How To Build Your Portfolio

A portfolio is an investment in certain asset classes over a period of time which gives returns that are greater than the rate of inflation. It is built by carefully selecting certain asset classes and investing in them when they are available at lower levels to reap the rewards when the prices move to higher levels. A portfolio may comprise of stocks, bonds, mutual funds, commodities, currency, real estate and precious metals like gold, silver and platinum.

Many factors need to be looked into when attempting to build a portfolio viz., capital, time horizon, expected returns, etc. Portfolios fall into many categories based on risk and one needs to ascertain whether one has a low or a medium or a high-risk appetite.

The portfolio and capital must be divided and spread across various asset classes and sectors to minimize risk. Sector rotation too plays an extremely important part in planning a portfolio and a thorough knowledge of economic and market cycles helps in assisting and managing a portfolio. Making the right choice at the right time is as important as rotating the assets from time to time in order to maintain the profitability and maximize profits.

A portfolio can grow in strength only when the market moves up. Many an investor approach the downslide of the market to add strength to their portfolios by hedging using the derivatives segment namely futures and options. Many asset classes too can be hedged against other asset classes to minimize losses and maximize profits. Averaging out is another way of reducing cost and maximizing profits. Pyramiding is used by many to add strength to their growing investment and is commonly practiced.
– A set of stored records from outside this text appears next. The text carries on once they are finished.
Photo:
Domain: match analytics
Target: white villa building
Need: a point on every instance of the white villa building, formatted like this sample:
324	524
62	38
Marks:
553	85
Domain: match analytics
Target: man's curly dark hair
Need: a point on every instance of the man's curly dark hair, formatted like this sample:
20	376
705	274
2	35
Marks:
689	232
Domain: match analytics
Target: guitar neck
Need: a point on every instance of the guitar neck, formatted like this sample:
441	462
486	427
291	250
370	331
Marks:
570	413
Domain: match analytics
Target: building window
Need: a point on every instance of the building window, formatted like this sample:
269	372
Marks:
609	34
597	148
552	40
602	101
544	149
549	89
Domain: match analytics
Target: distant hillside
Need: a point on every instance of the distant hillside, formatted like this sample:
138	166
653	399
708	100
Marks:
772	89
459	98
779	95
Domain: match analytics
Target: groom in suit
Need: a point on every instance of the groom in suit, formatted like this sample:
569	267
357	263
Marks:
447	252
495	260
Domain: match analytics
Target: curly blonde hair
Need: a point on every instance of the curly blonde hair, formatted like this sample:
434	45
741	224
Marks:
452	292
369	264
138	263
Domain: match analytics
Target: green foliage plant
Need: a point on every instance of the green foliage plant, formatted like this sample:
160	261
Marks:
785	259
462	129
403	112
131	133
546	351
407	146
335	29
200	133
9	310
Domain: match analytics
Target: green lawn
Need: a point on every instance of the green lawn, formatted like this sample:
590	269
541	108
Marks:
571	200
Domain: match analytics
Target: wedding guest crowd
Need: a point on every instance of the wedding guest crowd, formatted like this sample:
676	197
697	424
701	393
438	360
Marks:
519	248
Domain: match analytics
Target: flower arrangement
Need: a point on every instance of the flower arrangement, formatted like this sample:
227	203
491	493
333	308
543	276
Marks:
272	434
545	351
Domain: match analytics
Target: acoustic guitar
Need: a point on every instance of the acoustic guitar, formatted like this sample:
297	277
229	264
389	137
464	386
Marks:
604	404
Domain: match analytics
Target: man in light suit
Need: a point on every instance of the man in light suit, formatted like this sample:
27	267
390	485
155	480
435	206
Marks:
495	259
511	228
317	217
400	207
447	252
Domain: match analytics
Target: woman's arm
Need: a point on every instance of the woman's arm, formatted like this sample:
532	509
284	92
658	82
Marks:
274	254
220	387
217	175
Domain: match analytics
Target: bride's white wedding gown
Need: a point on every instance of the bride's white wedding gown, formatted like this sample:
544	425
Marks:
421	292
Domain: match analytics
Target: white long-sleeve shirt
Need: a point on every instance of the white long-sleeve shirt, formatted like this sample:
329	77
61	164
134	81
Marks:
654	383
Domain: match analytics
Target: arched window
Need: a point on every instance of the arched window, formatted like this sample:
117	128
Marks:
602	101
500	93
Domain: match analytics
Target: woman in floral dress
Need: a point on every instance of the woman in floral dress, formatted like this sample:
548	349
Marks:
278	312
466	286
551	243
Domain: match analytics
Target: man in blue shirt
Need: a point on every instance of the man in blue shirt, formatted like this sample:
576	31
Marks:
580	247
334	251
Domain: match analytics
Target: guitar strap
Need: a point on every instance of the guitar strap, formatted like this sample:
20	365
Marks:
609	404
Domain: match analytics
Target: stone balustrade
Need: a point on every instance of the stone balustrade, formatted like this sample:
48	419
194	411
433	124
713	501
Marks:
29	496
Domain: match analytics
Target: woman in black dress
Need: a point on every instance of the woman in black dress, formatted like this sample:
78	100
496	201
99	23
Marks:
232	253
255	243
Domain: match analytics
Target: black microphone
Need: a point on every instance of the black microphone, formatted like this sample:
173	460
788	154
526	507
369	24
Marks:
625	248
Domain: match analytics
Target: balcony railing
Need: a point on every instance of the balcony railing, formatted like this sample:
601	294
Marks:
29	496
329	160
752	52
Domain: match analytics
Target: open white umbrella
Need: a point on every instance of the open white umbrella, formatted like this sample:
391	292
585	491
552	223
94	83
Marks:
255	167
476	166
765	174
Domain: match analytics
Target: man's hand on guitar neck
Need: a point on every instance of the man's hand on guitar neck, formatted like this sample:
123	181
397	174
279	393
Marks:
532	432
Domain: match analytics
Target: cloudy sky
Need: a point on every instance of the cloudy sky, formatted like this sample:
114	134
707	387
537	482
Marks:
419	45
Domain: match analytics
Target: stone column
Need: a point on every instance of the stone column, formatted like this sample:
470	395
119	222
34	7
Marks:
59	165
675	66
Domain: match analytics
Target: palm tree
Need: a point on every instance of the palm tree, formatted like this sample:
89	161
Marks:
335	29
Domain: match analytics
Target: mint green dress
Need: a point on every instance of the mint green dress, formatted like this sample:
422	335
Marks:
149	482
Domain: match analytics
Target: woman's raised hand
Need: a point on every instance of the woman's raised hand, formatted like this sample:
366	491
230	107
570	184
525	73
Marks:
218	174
More often than not, the term portfolio is synonymous with stocks and most portfolios comprise only of stocks. Various types of stocks serve various purposes depending upon their market capitalization. Stocks are normally classified as growth stocks, speculative stocks, defensive stocks, income stocks, value stocks, cyclical stocks and blue chips. A clever amalgamation of all the above stocks in the right quantities at the right time and price results in a strong portfolio which gives a greater return on  investment as compared to the return on investment of the market.

Investing in a good portfolio requires a financial commitment which allows it to grow. If one begins to withdraw from funds it will only slow down the process or at worse make the portfolio underperform. One must stay committed to investing in the portfolio for a period of five years and enough funds should be kept aside for regularly investing in the same. One should not withdraw at least for one year and thereafter make regular investments into the existing portfolio to enhance and strengthen it.

Last but not the least, reviewing the portfolio at regular intervals is extremely crucial to its growth. Where some watch their portfolio too closely, others completely forget about it for years on end. A quarterly review is ideal to see if the growth is as per plan. Companies bring out their quarterly reports and these should be studied in the light of one’s portfolio to ascertain if things are moving as per plan. At no point though should one look at his investment on a daily basis as this will only lead to anxiety and wrong decisions.

Portfolio building is a very strong way of staying ahead of inflation and creating wealth. The youth should focus on a growth oriented portfolio whereas the elderly should focus on an income oriented portfolio.

Emphasis on building a portfolio in one’s life is extremely crucial and should be practiced by one and all alike.